Over the years, many strong criticisms of this vicious and abusive climate have been forthcoming. The United Nations High Commission for Refugees, itself responsible at many stages for deporting numerous Rohingya civilians back to Burma, has on occasion made positive moves – even raising the issue of persecution directly with the Burmese regime and working on a ‘handbook’ for the Thai authorities. Similarly, national governments including the UK’s, have expressed vocal concerns in various settings; and last week the Organisation of the Islamic Conference adopted a strongly worded and widely welcomed resolution.
Yet for all these words, for all the outcry when abuses take place, for all the solidarity expressed and for all the well-intentioned gestures – very little has changed for Rohingyas on the ground either in Burma or abroad. They are still treated like second class citizens in their own country and like animals abroad. They are still killed and oppressed at home, then caged, raped or murdered when they escape. Change must come.

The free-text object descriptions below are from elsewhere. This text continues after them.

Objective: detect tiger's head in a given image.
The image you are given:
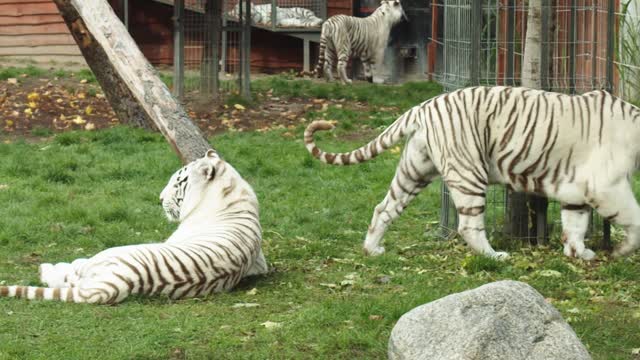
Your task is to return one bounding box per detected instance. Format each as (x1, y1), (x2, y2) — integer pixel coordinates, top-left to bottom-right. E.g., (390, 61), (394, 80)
(160, 149), (221, 222)
(380, 0), (408, 23)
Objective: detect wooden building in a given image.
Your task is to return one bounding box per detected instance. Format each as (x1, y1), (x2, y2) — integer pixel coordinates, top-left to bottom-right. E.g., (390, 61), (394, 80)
(0, 0), (87, 65)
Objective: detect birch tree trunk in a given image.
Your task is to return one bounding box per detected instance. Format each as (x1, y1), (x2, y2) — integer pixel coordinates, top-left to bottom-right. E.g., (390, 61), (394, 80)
(507, 0), (548, 243)
(52, 0), (212, 163)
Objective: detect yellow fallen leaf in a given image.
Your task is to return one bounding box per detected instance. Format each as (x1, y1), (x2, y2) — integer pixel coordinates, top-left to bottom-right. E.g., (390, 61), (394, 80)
(80, 79), (88, 84)
(85, 122), (95, 131)
(24, 108), (32, 116)
(27, 92), (39, 101)
(56, 98), (64, 104)
(77, 92), (86, 99)
(246, 288), (258, 296)
(389, 146), (401, 154)
(72, 115), (86, 125)
(28, 101), (37, 109)
(85, 105), (93, 115)
(5, 120), (13, 127)
(234, 104), (245, 111)
(7, 78), (17, 85)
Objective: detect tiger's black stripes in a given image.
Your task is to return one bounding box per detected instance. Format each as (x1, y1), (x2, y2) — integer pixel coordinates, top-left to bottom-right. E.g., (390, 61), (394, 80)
(304, 85), (640, 260)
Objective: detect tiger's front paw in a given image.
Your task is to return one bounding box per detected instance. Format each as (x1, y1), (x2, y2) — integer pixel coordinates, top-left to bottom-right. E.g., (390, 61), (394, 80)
(363, 246), (385, 256)
(580, 249), (596, 261)
(492, 251), (510, 261)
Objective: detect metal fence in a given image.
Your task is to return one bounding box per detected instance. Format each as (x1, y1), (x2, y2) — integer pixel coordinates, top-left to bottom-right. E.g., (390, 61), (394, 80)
(172, 0), (329, 100)
(430, 0), (639, 246)
(173, 0), (251, 100)
(223, 0), (326, 31)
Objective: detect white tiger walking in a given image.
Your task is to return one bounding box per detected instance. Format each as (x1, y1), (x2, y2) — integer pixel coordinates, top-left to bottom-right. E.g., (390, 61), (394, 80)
(314, 0), (407, 84)
(305, 86), (640, 260)
(0, 150), (268, 304)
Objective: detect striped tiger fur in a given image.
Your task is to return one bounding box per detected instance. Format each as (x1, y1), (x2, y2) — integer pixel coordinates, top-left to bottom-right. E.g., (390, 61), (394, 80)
(0, 150), (268, 304)
(314, 0), (407, 84)
(228, 3), (323, 28)
(304, 86), (640, 261)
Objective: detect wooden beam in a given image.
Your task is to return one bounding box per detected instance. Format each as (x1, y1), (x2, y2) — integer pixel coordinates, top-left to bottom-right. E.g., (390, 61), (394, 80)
(52, 0), (212, 163)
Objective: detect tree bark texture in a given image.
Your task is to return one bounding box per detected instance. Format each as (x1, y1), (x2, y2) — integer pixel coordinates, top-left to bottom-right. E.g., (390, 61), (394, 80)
(52, 0), (212, 163)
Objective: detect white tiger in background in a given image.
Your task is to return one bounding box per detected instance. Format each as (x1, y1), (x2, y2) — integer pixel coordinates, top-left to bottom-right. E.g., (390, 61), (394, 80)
(227, 3), (323, 28)
(305, 86), (640, 261)
(314, 0), (407, 84)
(0, 150), (268, 304)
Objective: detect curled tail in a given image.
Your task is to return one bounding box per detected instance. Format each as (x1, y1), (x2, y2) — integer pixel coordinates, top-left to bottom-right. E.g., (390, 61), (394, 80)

Of course, things cannot be transformed overnight- but the Rohingya people have suffered for decades. And whilst changing circumstances on Burma is accepted to be a task of epic proportions, improving the rights of refugees in supposedly democratic states such as Thailand, Bangladesh and Malaysia should be far easier. Finance, diplomatic pressure and practical support programmes all have their part to play. For the whole world has a duty to stand with the Rohingyas – in and out of Burma – but whilst words are welcome, such a stand can ultimately only come about through actions…and a dramatic shift in how those fleeing persecution are received.